It’s Spinach Festival weekend in Crystal City, my hometown, which boasts two statues of Popeye and still calls itself the Spinach Capital of the World.
Yet, as far as I know, no Spinach is being shipped out of Crystal City. In the good old days, there were two canneries and a number of “plataformas,” packing sheds that shipped fresh spinach to all parts of the country via railroad.
They were owned by prominent farming families. The Wagners. The Carrs. The Byrds. The tallest building for miles and miles around was a concrete vault where blocks of ice, made at the “hielería” next door, were stored for the high season. The ice was crushed and sprayed over the bushel baskets in the railroad cars.
My father worked at several of the plataformas, as did I (for very short periods of time).
My older sisters quit school when they were ternagers and went to work for the Del Monte plant. It was because of them that my family was able to have a decent house, the one I grew up in.
My oldest sister, María Luisa, helped organize he me co-workers into a union and they were all fired. They went to work at the other, smaller, cannery, until Del Monte hired three back.
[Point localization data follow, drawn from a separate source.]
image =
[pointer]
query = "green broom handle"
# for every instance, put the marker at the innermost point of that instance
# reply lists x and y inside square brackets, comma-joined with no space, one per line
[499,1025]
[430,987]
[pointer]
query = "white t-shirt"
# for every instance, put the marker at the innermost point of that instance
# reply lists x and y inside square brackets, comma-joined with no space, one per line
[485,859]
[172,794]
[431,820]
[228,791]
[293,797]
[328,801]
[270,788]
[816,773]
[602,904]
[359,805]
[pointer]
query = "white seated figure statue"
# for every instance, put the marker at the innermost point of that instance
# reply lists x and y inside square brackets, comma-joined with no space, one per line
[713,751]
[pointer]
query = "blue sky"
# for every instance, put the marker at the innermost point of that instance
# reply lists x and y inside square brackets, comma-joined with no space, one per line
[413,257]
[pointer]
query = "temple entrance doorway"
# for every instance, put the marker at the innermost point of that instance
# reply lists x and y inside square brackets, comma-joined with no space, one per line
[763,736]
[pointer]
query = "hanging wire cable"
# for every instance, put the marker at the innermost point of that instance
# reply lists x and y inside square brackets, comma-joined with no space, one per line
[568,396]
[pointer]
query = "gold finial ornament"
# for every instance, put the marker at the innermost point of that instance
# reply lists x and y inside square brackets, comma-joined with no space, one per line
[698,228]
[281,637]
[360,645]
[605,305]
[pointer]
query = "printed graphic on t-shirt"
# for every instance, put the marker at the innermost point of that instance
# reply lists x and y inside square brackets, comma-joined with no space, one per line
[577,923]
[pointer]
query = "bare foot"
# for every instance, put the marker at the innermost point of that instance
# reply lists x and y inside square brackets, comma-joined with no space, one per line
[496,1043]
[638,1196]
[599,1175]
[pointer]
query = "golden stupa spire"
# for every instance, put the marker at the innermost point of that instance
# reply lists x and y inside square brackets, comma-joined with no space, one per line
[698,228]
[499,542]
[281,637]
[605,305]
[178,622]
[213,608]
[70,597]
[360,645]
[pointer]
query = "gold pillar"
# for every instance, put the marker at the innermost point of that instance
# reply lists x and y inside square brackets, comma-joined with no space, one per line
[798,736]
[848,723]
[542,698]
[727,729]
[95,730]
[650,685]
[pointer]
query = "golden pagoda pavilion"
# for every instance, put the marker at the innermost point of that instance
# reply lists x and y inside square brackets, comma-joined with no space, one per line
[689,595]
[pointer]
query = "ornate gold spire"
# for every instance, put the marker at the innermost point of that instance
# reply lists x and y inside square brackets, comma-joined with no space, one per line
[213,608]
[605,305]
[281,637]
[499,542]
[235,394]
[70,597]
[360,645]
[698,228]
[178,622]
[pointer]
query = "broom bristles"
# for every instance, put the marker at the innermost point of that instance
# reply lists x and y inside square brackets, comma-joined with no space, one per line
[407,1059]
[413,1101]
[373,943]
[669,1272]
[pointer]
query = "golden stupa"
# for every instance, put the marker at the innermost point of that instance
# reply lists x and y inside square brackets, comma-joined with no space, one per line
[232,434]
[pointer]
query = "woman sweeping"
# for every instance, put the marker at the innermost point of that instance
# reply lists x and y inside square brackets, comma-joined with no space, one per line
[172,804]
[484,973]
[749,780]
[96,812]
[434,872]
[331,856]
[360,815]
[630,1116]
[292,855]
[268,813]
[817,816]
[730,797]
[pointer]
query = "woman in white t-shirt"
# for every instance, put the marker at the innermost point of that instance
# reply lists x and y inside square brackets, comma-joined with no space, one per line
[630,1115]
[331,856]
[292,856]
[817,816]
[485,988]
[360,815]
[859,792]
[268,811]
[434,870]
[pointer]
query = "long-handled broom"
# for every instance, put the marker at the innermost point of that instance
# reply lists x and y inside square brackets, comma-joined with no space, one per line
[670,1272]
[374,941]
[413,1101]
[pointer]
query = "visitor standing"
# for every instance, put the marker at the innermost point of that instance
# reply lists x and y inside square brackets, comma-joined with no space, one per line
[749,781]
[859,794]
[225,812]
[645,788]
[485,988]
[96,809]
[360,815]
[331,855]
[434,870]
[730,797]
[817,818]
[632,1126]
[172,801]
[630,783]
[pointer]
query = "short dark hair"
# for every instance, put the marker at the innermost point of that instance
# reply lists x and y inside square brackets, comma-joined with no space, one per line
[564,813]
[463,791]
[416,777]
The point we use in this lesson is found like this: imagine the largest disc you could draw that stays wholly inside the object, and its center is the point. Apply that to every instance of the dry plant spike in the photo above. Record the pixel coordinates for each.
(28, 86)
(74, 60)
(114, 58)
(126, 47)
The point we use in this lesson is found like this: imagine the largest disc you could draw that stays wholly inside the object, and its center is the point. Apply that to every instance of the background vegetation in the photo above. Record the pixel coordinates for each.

After they got married and my mother was forced to work, it was at Del Monte that she worked. At first it was the night shift but as she accumulated “señorilla,” she was able to work days.
I think every one of my siblings worked there at one time or another. I did too. Hated it.
A lot of people also worked out in the fields, cutting spinach and packing it into bushel baskets. I never had to do that, thank God.
Spinach is a winter crop (this area is called the Winter Garden of Texas) so the spinach season is in full blast in December and January. Some years, it gets so cold that the ice kills the spinach and deprives a lot of people of work for weeks. The only time we were “on welfare” (which meant accepting government surplus food) was after such hard freezes.
That was during the good old days.
Today there are no plataformas. The railroad that used to take the fresh spinach away stopped running decades ago. And this year the Del Monte plant closed.
Whatever spinach is harvested in the county is shipped out of Uvalde or Carizzo Springs.
Still, the festival must go on. Former residents who now live in Wisconsin, North Dakota and other states, or in other Texas cities, have come back to enjoy the festivities and to see old friends and reminisce about the old days.
A cold front came in last night and a chilly wind is blowing in from the north. That won’t stop this celebration of a a green leafy vegetable that is good for you. Really.